After more than four decades of feature film superstardom, Sylvester Stallone transitions to television for his first leading role (setting aside a few cameo appearances here or there) in an ongoing series. The crime drama Tulsa King was tailor-made – or, in this case, you might say “Taylor-made” – to suit the actor’s established screen persona.
As much as Stallone may be the star, the show’s other big draw is the involvement of prolific writer/producer Taylor Sheridan, whose Yellowstone is a cable TV powerhouse, and who also has his hands on seemingly dozens of other projects either on the air (Mayor of Kingstown, 1883) or in development. Between all of those and his feature film work (Sicario, Hell or High Water, etc.), Sheridan has cultivated his own following as the creator of very masculine, testosterone-driven storytelling with some amount of skill and intelligence behind it. Naturally, that made him exactly the guy Sylvester Stallone would want to entrust with shaping his new TV career.
|Episode:||1.01 – Go West, Old Man|
|Release Date:||Nov. 13, 2022|
Stallone plays Dwight Manfredi, an aging Mafia enforcer just released from a 25-year stint in prison. Upon his re-emergence into society, he struggles to adjust to a world that has changed a great deal during his absense.

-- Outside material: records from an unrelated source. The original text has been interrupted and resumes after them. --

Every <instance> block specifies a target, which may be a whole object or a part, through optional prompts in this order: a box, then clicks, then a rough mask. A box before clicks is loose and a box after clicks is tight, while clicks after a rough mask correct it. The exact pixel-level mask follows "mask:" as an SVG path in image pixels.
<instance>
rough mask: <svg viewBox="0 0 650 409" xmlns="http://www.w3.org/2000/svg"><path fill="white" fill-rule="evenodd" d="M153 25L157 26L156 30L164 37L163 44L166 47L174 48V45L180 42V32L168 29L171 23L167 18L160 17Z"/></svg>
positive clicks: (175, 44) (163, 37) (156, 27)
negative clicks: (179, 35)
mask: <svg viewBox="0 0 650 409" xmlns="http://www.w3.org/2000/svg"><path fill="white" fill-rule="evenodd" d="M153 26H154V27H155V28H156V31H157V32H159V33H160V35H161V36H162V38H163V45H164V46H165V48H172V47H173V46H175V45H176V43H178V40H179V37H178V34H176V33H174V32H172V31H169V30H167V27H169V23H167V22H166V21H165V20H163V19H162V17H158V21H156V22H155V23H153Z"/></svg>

Loyal to a fault, Dwight is ready to get right back to work for his New York crime family, only to find that the new generation of leadership has little use for him and even less respect for his rigidly-held notions of honor. When they assign him the uneviable task of setting up a new base of operations in Oklahoma, of all places, he feels outraged at what he perceives as banishment, but resolves to prove his value and continued relevance anyway.
Arriving in flyover country, Dwight immediately starts earning by muscling his way into control of a legalized pot dispensary and forcing its dumbfounded owner (Martin Starr from Silicon Valley) into paying him for “protection,” which soon evolves into money laundering as well. He also adopts a smart-mouthed cabbie (Jay Will) into working as his personal driver and helping him get the lay of the land. With little presence from organized crime in the area, and thus little resistance to his strong-arm tactics and little direct competition, Dwight feels confident that he’ll have the run of the place in no time.
Obviously, Tulsa King is a fish-out-of-water story. The first episode derives a lot of humor out of the contrast of Stallone’s muscle-bound, East Coast Mafioso navigating his new life in the Bible Belt. Sheridan is a smart writer, and infuses the dialogue with a fair bit of wit and character rapport. Dwight is an appealing antihero, and Stallone plays him with plenty of charisma.
That said, if you’ve seen the two-minute trailer for the show, you’ve also pretty much seen the premiere episode. Just about every story beat was condensed into that ad, and the episode proceeds through them in a very predictable fashion. With so many irons in the fire simultaneously, one has to wonder if Taylor Sheridan is starting to run out of fresh ideas. This one seems a bit by-the-numbers, at least so far.
The best part of the pilot episode is Andrea Savage playing a recent divorcee who has a perhaps ill-advised one night stand with Dwight. Her reaction afterward at realizing just how old he is earns a big laugh, and she has a fun plot twist at the end.
I’m not sure that Tulsa King is great TV, but it’s solidly entertaining enough to justify watching a little more to see how it develops.
Tulsa King streams on Paramount+ in 1080p SDR video and Dolby Digital 5.1 audio. It looks and sounds fine. Not amazing, just fine. This is a handsomely put-together series, but lacking the latest in either 4K or Dolby Atmos, nothing about it dazzles. [Update: I’m informed that the series is available in 4K resolution on some devices, though still only Standard Dynamic Range.]
The show is presented in Variable Aspect Ratio format. The opening credits and majority of scenes set in Oklahoma (as well as one random shot at the beginning) are framed at a wide 2.35:1, while those in New York are a taller 2.00:1. As such, the show is unfortunately not safe for Constant Image Height projection.
The pilot episode runs a short 42 minutes and has several obvious pausing points that feel like they were designed for commercial breaks, which makes me wonder if the show was originally planned for cable rather than streaming (or if the producers are just future-proofing for syndication later).
Watching on premiere night, I experienced a number of buffering problems that forced me to stop and restart it a couple times. I’m not sure if that was device-specific, a result of high-demand streaming for this show, or simply the fault of the Paramount+ app being a glitchy mess as usual.